In a statement, U.S. Ambassador John Tefft called the move to end over 22 years of U.S. - Russia cooperation at the American Center unfortunate. “The American Center,” he wrote, “has built deep and strong connections between the people and cultures of Russia and the United States. The Center served as a focal point of American culture, history and literature in Russia’s capital, and also hosted countless high level American visitors as speakers. ... In the last year alone, the American Center hosted over 400 cultural and educational activities, and welcomed over 50,000 visitors.”

“These latest unilateral steps further call into question the Russian government’s commitment to maintaining people-to people ties between the Russian and American people, which continued even during the Cold War and other complicated moments in our countries’ long history,” said Ambassador Tefft. He also pointed out that the decision to close the Center comes nearly one year after Russian authorities cancelled the largest U.S.-Russian educational exchange program – the Future Leaders Exchange, or FLEX, program.

The move to close the American Center looks to be part of an ongoing campaign by the authorities to shrink the space for civil society in Russia, and isolate its citizens from the outside world.
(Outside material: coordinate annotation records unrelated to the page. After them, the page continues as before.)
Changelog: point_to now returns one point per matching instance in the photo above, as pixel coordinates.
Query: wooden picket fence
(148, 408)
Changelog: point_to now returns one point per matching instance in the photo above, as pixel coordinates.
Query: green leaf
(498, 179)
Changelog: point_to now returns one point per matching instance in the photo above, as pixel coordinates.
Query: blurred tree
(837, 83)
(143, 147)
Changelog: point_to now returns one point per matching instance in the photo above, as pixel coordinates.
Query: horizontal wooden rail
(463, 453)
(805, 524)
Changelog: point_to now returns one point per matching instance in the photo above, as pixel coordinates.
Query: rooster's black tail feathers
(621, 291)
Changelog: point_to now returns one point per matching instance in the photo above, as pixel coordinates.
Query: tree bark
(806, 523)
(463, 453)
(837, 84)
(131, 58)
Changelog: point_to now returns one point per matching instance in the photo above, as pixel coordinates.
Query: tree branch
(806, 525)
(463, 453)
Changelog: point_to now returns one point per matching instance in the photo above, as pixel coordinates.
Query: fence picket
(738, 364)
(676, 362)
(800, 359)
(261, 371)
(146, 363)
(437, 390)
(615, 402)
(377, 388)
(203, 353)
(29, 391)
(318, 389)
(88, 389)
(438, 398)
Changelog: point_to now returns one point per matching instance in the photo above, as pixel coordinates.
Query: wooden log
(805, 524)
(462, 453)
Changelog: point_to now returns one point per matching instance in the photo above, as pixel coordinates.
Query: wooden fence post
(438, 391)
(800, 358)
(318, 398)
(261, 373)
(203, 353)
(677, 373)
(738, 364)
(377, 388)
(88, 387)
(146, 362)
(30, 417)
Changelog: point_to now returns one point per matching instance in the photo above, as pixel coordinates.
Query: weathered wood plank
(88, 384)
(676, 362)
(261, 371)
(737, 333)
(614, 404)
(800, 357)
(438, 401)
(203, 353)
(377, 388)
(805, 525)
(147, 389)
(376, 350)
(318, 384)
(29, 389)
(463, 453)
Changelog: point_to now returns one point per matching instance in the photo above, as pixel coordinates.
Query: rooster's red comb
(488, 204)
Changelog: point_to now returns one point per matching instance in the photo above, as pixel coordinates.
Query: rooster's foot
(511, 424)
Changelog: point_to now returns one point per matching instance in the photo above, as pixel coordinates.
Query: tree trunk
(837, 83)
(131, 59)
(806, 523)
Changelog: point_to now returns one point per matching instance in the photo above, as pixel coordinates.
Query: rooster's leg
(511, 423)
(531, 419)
Earlier this year, Moscow passed a law that seeks to ban the activities of so-called “undesirable foreign or international organizations.”

Another law was passed in 2012 requiring any group in Russia that receives international funding to register as a “foreign agent,” an expression which, in Russia, stigmatizes such organizations.

Despite this setback, the United States will continue to support the free exchange of ideas and free expression in Russia. “Democracy,” as Secretary of State John Kerry said recently, “allows a country to benefit from the full energy and talent of its citizens, and from the progress and innovation that the unconstrained flow of ideas can create.”